New Delhi, July 29: Former chief minister of Jammu and Kashmir Farooq Abdullah on Monday warned the Centre against any move to abrogate Articles 35A and 370 that accord special status to the state and its people.
“Article 35A & Article 370 should not be removed. It forms our foundation. There is no need to remove it. We are Hindustani but they (Article 35A & Article 370) are important for us,” the former CM and National Conference leader said in New Delhi.
This comes days after another former CM Mehbooba Mufti warned that any attempt to tinker with the special status of Jammu and Kashmir would blow up in its face
The Peoples Democratic Party president said, “We want to tell central government that tinkering with Article 35A is like picking up explosives. Not only will those hands burn which are raised to touch 35A but also the whole body will become ashes,” Mufti said at a function.
The comments of top leaders come came after a central government order allowed additional 100 companies of the Central Armed Police Forces (CAPFs) to be deployed in Jammu and Kashmir to reinforce counter-insurgency operations and maintain law and order.
The order triggered rumors about the likely abrogation of Article 35A, the special provision which grants the Jammu and Kashmir legislature the right to determine the criteria for permanent residency in the state.
The ruling party at the Centre, the BJP has been opposed to the special status of the state and has proposed its abrogation.

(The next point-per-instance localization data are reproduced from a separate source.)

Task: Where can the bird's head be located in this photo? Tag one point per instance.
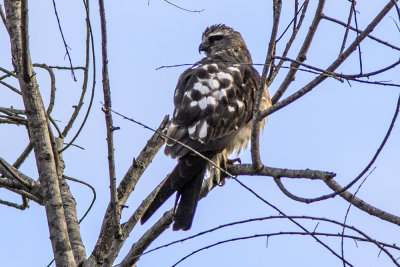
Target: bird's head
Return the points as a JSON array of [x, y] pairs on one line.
[[221, 38]]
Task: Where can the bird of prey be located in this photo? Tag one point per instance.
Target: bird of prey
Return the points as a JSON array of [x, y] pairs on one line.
[[214, 102]]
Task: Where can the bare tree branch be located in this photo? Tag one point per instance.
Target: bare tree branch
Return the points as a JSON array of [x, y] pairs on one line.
[[17, 21], [115, 205]]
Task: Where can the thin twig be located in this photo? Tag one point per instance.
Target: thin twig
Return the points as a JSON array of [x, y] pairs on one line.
[[115, 206], [290, 219], [256, 124], [179, 7], [348, 212], [301, 56], [346, 33], [65, 43], [89, 47], [359, 31]]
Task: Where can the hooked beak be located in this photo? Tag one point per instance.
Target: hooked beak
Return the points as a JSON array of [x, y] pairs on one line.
[[203, 47]]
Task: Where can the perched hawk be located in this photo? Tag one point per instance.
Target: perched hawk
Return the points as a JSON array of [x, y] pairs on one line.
[[214, 102]]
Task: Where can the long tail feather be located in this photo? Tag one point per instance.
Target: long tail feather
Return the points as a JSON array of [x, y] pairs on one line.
[[189, 171], [189, 196]]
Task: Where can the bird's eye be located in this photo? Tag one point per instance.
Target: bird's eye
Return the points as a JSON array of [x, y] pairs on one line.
[[215, 38]]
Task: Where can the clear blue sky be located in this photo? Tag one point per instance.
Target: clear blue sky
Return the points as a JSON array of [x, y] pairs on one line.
[[336, 128]]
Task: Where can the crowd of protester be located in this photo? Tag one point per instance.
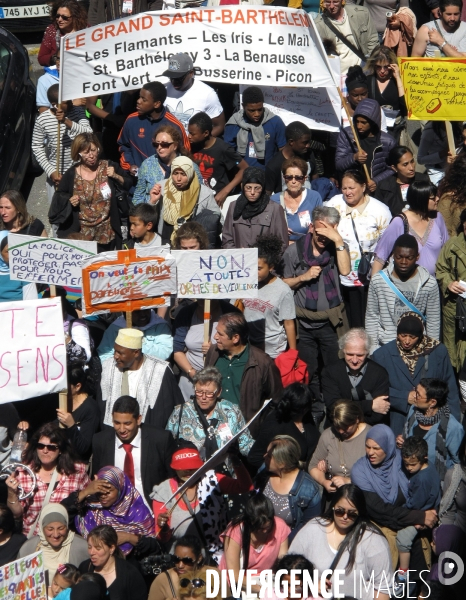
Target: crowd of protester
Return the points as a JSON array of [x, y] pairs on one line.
[[357, 334]]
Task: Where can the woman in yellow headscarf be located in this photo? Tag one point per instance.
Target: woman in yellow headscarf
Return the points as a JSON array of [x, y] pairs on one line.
[[185, 199]]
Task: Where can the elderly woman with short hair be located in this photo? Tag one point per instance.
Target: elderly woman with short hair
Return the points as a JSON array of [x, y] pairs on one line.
[[357, 378], [208, 421]]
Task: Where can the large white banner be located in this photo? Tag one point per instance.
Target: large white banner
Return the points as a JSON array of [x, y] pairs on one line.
[[211, 274], [48, 260], [33, 355], [260, 45], [318, 108]]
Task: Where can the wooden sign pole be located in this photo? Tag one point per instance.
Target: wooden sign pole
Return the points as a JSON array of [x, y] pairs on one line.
[[356, 139]]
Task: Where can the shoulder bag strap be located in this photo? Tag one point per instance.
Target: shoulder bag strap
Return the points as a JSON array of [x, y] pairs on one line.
[[401, 296], [171, 585], [342, 38], [46, 501], [196, 523]]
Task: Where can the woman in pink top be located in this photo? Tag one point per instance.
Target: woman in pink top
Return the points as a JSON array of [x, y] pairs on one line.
[[255, 539]]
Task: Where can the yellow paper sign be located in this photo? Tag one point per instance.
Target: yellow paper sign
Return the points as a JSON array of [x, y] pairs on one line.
[[435, 88]]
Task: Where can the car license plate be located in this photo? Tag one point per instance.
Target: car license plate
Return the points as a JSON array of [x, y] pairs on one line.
[[21, 12]]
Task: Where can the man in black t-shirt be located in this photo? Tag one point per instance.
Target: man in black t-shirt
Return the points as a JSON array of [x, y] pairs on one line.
[[298, 144], [220, 164]]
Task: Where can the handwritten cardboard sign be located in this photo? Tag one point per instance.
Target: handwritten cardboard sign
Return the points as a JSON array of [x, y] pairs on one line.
[[435, 88], [24, 579], [48, 260], [128, 280], [211, 274], [33, 353]]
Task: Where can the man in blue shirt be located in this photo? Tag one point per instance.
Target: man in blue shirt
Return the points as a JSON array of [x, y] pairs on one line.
[[255, 132]]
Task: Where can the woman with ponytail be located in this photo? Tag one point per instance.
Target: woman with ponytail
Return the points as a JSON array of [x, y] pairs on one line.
[[344, 538], [254, 539]]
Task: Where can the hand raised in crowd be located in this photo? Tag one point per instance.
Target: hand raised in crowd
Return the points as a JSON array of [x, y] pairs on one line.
[[393, 23], [381, 405], [360, 156], [431, 518], [155, 194], [65, 418], [456, 288], [435, 37]]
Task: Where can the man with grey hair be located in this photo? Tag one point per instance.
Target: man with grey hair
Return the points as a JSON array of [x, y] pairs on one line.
[[313, 266], [206, 420], [358, 378]]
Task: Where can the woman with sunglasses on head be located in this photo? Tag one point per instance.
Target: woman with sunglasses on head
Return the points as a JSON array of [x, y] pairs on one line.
[[420, 220], [168, 144], [86, 199], [67, 16], [297, 201], [187, 559], [344, 538], [51, 457]]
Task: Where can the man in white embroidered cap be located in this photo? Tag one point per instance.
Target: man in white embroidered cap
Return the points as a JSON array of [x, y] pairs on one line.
[[146, 378], [186, 96]]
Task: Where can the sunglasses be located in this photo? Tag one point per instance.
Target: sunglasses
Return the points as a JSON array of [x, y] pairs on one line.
[[193, 582], [341, 512], [162, 144], [185, 560], [291, 177], [50, 447]]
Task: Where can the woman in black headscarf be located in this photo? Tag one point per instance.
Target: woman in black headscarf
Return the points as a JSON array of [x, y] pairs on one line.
[[253, 214], [410, 358]]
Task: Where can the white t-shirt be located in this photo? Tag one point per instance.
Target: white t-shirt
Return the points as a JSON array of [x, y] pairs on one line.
[[265, 315], [370, 225], [199, 98]]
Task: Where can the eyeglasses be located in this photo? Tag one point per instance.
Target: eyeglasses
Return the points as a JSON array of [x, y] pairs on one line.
[[206, 394], [186, 560], [291, 177], [196, 583], [162, 144], [339, 511], [50, 447]]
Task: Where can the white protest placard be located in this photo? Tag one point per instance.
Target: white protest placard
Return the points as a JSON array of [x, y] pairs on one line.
[[318, 108], [253, 45], [24, 579], [33, 354], [214, 459], [211, 274], [127, 280], [48, 260]]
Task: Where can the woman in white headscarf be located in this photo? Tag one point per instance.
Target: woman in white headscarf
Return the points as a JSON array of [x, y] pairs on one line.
[[58, 544], [185, 199]]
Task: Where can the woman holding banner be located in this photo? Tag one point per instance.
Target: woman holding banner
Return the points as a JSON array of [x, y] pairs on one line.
[[90, 197], [168, 145], [67, 16]]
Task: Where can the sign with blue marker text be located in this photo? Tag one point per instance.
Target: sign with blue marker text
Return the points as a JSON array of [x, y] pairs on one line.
[[48, 260], [217, 274]]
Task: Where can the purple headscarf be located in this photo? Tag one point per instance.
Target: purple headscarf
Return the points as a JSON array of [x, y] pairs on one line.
[[129, 513], [386, 478], [447, 538]]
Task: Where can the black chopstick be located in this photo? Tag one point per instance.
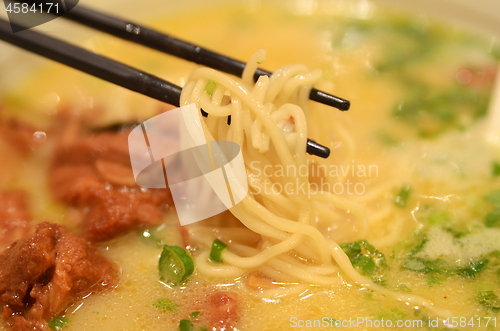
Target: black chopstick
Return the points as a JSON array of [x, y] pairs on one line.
[[164, 43], [107, 69], [93, 64]]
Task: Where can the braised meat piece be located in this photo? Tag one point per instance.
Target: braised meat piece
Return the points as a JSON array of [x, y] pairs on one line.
[[223, 310], [94, 174], [14, 218], [43, 274]]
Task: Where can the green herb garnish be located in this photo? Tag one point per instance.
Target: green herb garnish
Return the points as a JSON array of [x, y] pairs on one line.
[[175, 265], [166, 305], [364, 256], [57, 323]]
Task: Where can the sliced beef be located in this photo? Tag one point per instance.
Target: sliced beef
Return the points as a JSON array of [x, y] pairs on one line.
[[43, 274], [14, 218], [94, 173], [222, 310]]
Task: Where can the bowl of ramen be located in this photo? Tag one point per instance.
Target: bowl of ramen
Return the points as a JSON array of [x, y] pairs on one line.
[[398, 228]]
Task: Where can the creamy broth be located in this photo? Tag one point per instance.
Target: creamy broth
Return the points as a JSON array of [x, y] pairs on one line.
[[403, 76]]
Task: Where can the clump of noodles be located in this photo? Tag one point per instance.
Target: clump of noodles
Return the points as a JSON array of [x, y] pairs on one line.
[[269, 121]]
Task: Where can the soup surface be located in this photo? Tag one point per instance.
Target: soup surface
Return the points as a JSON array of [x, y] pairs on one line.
[[411, 150]]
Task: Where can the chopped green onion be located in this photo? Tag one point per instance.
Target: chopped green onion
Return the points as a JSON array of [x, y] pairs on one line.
[[473, 268], [175, 265], [57, 323], [216, 251], [186, 325], [402, 198], [166, 305], [210, 87]]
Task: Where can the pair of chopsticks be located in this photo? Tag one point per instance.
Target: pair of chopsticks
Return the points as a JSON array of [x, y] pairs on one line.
[[132, 78]]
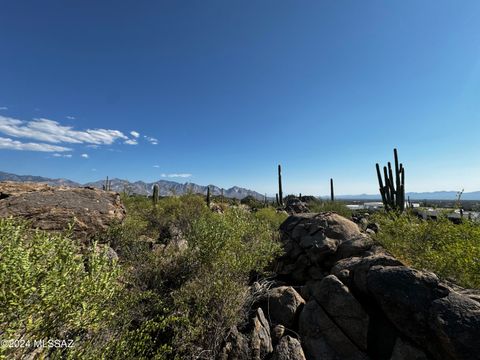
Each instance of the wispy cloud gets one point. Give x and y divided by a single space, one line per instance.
51 131
6 143
176 175
131 142
62 155
151 140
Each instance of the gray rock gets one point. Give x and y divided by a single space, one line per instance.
54 208
353 271
405 296
282 305
403 350
455 322
277 333
322 339
261 342
288 349
236 347
344 309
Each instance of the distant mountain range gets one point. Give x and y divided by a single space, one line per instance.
435 195
139 187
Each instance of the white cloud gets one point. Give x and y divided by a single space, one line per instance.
62 155
176 175
131 142
151 140
51 131
6 143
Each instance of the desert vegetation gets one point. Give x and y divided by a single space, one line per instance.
180 282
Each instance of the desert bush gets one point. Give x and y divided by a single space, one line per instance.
450 250
227 249
252 202
49 291
335 206
271 216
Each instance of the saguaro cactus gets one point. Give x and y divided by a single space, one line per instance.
155 195
107 186
332 194
280 192
393 191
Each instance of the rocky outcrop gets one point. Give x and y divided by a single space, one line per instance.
282 305
54 208
339 296
288 349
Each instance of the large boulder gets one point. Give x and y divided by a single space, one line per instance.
343 309
455 322
322 339
54 208
261 342
288 349
353 271
403 350
405 296
282 305
236 347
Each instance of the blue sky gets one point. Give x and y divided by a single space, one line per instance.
222 91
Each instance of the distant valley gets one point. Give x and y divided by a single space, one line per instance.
139 187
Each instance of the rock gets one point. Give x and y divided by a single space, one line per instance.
344 309
322 339
288 349
338 227
236 347
406 351
353 271
296 206
108 251
455 322
261 343
320 250
282 306
405 296
354 247
277 333
54 208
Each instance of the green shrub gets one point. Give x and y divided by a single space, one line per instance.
335 206
48 292
252 202
450 250
227 249
271 216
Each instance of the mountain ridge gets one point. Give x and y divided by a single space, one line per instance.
166 187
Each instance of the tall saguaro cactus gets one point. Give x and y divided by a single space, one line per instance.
280 192
393 191
107 186
155 195
332 194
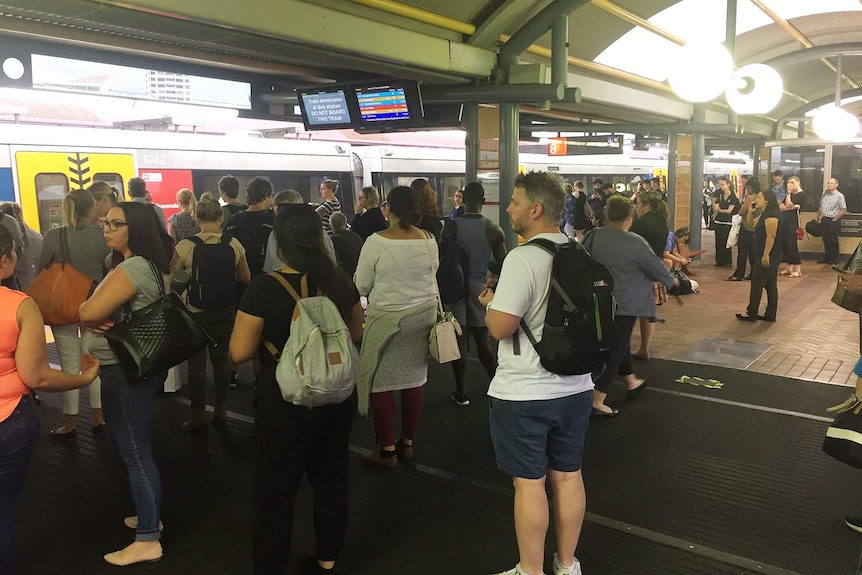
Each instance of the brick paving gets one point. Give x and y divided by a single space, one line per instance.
812 338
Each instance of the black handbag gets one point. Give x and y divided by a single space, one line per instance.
157 337
844 437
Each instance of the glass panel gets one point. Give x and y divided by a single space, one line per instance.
807 163
115 180
50 191
847 167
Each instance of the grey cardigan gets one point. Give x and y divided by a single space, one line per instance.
634 266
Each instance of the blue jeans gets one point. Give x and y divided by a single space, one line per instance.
18 435
127 415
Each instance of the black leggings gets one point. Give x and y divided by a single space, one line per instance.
292 440
620 359
484 351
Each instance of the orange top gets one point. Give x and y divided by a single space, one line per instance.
12 388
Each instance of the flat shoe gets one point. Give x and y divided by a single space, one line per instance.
64 435
125 557
636 391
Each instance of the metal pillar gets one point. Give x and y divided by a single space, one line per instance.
508 166
470 121
730 44
698 147
671 176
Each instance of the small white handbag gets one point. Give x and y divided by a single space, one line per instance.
443 341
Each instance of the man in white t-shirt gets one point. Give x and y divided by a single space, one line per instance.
538 419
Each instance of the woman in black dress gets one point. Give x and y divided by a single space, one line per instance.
789 223
724 206
767 249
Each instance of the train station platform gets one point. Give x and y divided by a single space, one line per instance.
688 480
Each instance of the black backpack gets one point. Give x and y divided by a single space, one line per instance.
213 275
453 275
579 321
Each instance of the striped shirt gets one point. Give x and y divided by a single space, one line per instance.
832 203
325 210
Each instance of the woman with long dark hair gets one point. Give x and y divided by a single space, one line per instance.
142 251
292 440
397 271
725 205
767 252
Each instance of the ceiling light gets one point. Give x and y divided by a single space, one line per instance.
754 89
700 71
836 124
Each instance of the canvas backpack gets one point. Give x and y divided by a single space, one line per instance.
319 362
453 275
212 282
579 321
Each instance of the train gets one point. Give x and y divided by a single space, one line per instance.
40 164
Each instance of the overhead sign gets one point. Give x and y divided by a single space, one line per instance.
585 145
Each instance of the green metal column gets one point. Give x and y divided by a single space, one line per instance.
698 149
470 121
509 116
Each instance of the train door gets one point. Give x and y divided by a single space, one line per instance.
45 177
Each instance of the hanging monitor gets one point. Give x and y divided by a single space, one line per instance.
388 105
325 108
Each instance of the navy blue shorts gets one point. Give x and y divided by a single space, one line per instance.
531 437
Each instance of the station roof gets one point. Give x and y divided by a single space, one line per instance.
619 50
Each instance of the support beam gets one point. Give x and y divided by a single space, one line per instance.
470 122
342 34
535 28
508 166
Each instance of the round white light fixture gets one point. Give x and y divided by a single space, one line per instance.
700 72
754 89
836 124
13 68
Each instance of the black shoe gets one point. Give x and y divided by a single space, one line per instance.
310 566
854 523
460 399
611 413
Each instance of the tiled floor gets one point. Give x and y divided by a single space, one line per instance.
812 338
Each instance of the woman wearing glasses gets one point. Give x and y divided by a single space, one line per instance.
141 259
80 237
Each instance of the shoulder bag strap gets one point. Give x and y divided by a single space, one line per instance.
296 297
433 279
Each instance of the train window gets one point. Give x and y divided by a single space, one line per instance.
115 180
50 191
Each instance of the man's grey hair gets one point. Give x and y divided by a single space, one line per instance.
338 221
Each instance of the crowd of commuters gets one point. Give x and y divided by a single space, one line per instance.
277 247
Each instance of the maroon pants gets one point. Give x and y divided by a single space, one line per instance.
383 410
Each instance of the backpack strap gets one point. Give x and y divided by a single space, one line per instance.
550 247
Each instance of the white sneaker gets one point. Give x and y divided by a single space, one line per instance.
575 569
516 570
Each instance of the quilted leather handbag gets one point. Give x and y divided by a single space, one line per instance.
60 289
157 337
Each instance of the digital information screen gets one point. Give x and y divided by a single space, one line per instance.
382 103
326 108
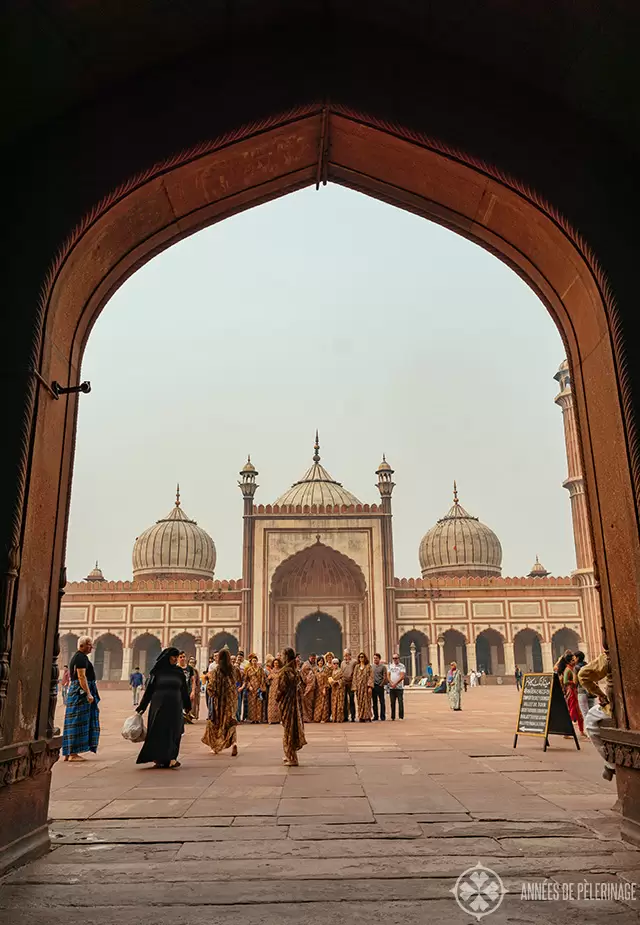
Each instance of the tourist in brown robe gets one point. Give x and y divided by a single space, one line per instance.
256 686
308 673
321 707
195 691
273 711
336 683
362 682
290 700
220 732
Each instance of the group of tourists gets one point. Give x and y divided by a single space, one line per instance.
332 691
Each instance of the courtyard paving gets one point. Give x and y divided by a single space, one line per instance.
377 823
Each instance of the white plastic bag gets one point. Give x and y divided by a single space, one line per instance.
133 728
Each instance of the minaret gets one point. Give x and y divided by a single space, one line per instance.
574 483
248 487
385 487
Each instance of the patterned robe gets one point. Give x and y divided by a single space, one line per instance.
255 680
274 707
362 684
308 673
289 698
220 732
322 706
337 684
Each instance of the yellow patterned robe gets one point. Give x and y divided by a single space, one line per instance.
289 698
322 706
220 731
337 684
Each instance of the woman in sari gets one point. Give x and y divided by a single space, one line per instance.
570 686
223 701
362 683
321 708
336 684
273 710
195 692
454 686
255 685
168 699
289 698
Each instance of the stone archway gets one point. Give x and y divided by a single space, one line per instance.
562 640
421 642
185 642
319 633
454 650
332 582
146 649
107 657
142 203
490 652
527 651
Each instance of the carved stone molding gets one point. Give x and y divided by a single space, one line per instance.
28 759
622 747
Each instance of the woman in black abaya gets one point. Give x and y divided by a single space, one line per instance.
168 695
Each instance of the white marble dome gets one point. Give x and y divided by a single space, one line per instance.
175 547
317 487
460 545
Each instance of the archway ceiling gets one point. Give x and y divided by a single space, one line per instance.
57 57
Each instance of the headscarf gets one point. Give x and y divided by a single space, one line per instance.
162 662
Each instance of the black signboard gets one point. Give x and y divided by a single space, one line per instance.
543 709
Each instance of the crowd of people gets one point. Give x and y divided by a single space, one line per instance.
289 692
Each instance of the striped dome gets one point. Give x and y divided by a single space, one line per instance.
461 545
317 487
175 547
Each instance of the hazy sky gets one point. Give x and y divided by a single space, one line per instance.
331 310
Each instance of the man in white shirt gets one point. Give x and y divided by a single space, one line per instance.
396 673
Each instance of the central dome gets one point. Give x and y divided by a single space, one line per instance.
175 547
317 487
459 544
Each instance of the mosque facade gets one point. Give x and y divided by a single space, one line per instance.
318 570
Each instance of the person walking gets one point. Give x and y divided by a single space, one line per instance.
348 666
601 713
290 700
136 680
168 698
585 702
195 689
396 672
221 729
308 673
65 681
256 686
380 681
362 683
454 686
321 707
273 707
336 686
82 716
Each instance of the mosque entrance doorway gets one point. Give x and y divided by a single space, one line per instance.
319 633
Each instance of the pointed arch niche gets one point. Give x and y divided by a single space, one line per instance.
318 579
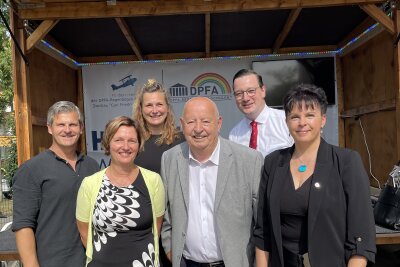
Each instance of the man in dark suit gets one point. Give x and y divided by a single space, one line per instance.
211 193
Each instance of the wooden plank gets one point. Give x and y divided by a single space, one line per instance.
340 101
22 113
53 42
88 60
227 53
207 33
39 121
39 33
54 54
300 49
129 37
368 22
397 82
78 10
172 56
379 16
372 108
81 105
294 14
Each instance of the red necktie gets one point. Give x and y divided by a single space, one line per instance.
253 137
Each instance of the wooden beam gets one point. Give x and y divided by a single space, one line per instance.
368 22
39 121
81 105
379 16
39 33
397 81
207 33
57 56
376 107
79 10
84 60
300 49
53 42
227 53
294 13
340 100
129 37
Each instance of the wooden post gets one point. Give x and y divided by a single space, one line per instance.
81 106
397 80
340 102
22 103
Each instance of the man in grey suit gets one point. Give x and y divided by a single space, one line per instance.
211 193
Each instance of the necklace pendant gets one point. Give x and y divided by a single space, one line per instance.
302 168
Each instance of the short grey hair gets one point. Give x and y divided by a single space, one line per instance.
63 107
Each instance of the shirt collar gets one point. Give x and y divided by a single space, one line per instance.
214 158
262 117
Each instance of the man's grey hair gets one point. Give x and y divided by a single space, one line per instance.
63 107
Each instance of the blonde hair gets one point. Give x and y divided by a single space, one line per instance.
113 126
169 133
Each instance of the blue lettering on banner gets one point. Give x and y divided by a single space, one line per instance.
96 140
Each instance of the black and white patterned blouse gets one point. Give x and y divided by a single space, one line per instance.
122 226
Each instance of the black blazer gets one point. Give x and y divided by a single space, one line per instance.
340 218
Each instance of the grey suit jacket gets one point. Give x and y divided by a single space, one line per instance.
236 198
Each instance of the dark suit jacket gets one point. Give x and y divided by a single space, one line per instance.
340 219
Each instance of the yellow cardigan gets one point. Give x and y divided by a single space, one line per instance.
87 197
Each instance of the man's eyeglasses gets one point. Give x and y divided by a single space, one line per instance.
250 92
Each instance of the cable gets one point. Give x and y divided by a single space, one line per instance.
369 154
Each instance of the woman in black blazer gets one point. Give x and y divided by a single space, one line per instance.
314 197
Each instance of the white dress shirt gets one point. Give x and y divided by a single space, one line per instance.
201 240
273 133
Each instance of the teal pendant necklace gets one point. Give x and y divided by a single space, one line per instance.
302 168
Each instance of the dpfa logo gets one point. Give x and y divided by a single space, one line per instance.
211 85
124 82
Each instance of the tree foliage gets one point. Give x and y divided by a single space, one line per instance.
7 95
6 88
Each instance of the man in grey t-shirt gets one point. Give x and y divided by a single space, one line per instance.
45 189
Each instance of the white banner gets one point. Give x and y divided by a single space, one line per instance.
109 91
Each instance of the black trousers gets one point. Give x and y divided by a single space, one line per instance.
292 259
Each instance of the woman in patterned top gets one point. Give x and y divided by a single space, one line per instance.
120 209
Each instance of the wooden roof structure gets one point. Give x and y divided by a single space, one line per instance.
98 31
58 37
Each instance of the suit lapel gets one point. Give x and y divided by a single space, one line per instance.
183 172
224 167
318 187
278 178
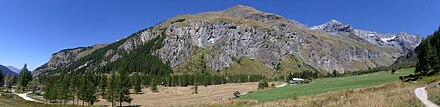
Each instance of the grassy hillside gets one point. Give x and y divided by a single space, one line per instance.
15 101
326 85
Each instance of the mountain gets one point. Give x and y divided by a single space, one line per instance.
13 69
7 71
239 39
403 42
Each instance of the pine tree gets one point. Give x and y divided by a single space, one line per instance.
123 88
136 83
102 84
24 77
2 78
153 86
90 88
110 94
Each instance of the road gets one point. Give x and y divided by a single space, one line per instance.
422 95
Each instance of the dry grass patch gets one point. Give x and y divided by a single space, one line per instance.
395 94
182 96
434 92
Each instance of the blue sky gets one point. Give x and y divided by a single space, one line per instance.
30 31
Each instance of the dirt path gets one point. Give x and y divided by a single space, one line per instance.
423 96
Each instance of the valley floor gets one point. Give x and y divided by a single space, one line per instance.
375 89
180 96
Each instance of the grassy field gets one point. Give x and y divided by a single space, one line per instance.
326 85
11 100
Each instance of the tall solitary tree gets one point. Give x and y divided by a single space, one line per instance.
136 83
24 77
2 78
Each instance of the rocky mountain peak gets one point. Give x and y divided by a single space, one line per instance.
239 10
334 26
247 12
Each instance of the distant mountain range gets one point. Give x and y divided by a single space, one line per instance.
13 69
239 39
6 71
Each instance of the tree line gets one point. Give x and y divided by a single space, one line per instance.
115 87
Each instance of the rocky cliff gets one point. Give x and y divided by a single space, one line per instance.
217 39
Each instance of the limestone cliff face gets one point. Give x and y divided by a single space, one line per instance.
244 32
65 57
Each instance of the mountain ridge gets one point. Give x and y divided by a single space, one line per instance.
216 38
6 71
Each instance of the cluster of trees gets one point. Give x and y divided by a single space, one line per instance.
88 87
428 62
10 80
115 86
24 77
185 80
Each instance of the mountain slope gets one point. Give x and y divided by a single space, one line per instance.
7 71
13 69
217 41
403 42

“There is fear inside. Everything has been finished like the J&K Bank and other things. Slowly, the attempts are being made to weaken a Kashmiri; to weaken him politically as well as economically. Nobody will stand against this except my party,” Mufti said.
The PDP chief said that her party was ready for anything for the state’s special status. “Anything can happen, you should not worry but PDP will fight till death for the identity of Jammu and Kashmir and Article 370,” she said.
Article 370 of the Constitution grants special status to Jammu and Kashmir.
Four petitions have challenged Article 35A’s legality in the Supreme Court on the grounds that it was never presented before Parliament and was implemented on the President’s orders in 1954.